The coronavirus pandemic has caused nearly 3 million deaths worldwide—many of them in medically underserved communities. This flood of preventable suffering deeply impacted the front-line clinicians, public health workers, and aid workers who witnessed it. Now they’re stepping forward to tell their stories.
This April, the 17th annual Yale Healthcare Conference invited an international panel of clinicians, epidemiologists, and aid workers to share experiences and lessons learned from the pandemic. Representing the U.S. clinician perspective was Dr. Maureen Bell, MD, a Vituity emergency physician, and an emergency department medical director at Howard University Hospital in Washington, D.C. She joined panelists from India, Kenya, Saudi Arabia, and the United Kingdom in a call for health equity—particularly in the area of COVID-19 vaccination.
Here are some of the critical insights Dr. Bell shared from her experiences treating COVID-19 patients in a largely Black community, plus her hopes for the future.
Q: Was there a particular moment at the start of the COVID-19 pandemic when you realized things were about to change?
Maureen Bell, MD, FACEP: At the start of the pandemic, we were screening patients based on travel to specific areas or close contact with someone who’d traveled. I realized things were about to change when we started seeing patients with typical chest X-ray findings of COVID-19 who had no travel history.

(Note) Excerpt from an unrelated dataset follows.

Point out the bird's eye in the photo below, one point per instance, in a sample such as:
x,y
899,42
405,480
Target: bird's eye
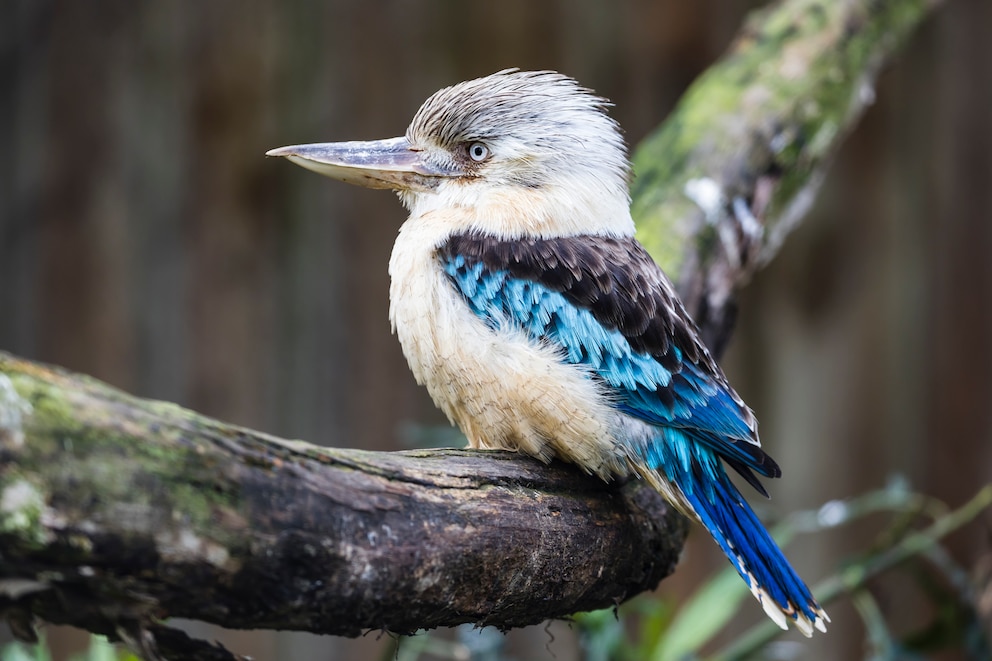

Q: In your region, what are the greatest challenges that you as a provider faced on a daily basis during the pandemic?
MB: At Howard, a lot of our patients come from underserved communities. We were seeing younger patients presenting to the emergency department. A lot of these patients had previously undiagnosed comorbidities, which unfortunately meant they were at increased risk.
One of the COVID patients I treated early in the pandemic was a woman in her 40s with uncontrolled diabetes. She died despite all the medical care we provided. Many of our patients are essential workers, or they’re living in multigenerational households, contributing to the further spread of COVID in these communities.
As colleagues and coworkers became patients, one of my greatest concerns has been keeping our personnel and community safe as we continue to fight this pandemic. At the beginning of the pandemic, our concern was personal protective equipment. But now, we need to focus on getting vaccinated so we can save lives.
Q: What are the lessons that COVID-19 should teach us about health equity? What do you think needs to change moving forward?
MB: COVID-19 shined the light on disparities in healthcare. And it’s important that the minority communities most significantly impacted not opt-out of getting vaccinated. As healthcare providers, we need to approach and engage with our communities and address their questions and concerns so they can confidently choose to get the COVID-19 vaccine. This keeps not only them safe but also the people with whom they interact.
As a nation, we’re only as healthy as the most vulnerable among us. We all live in a community where we interact with people who have access to health equity and those who don’t. They’re the people who work in our grocery stores, who drive our buses, who clean our hospitals.
Going forward, we need equitable access to healthcare, including primary care appointments, cancer screening appointments, and access to specialty care. These are all things that will contribute to wellness and health within our communities.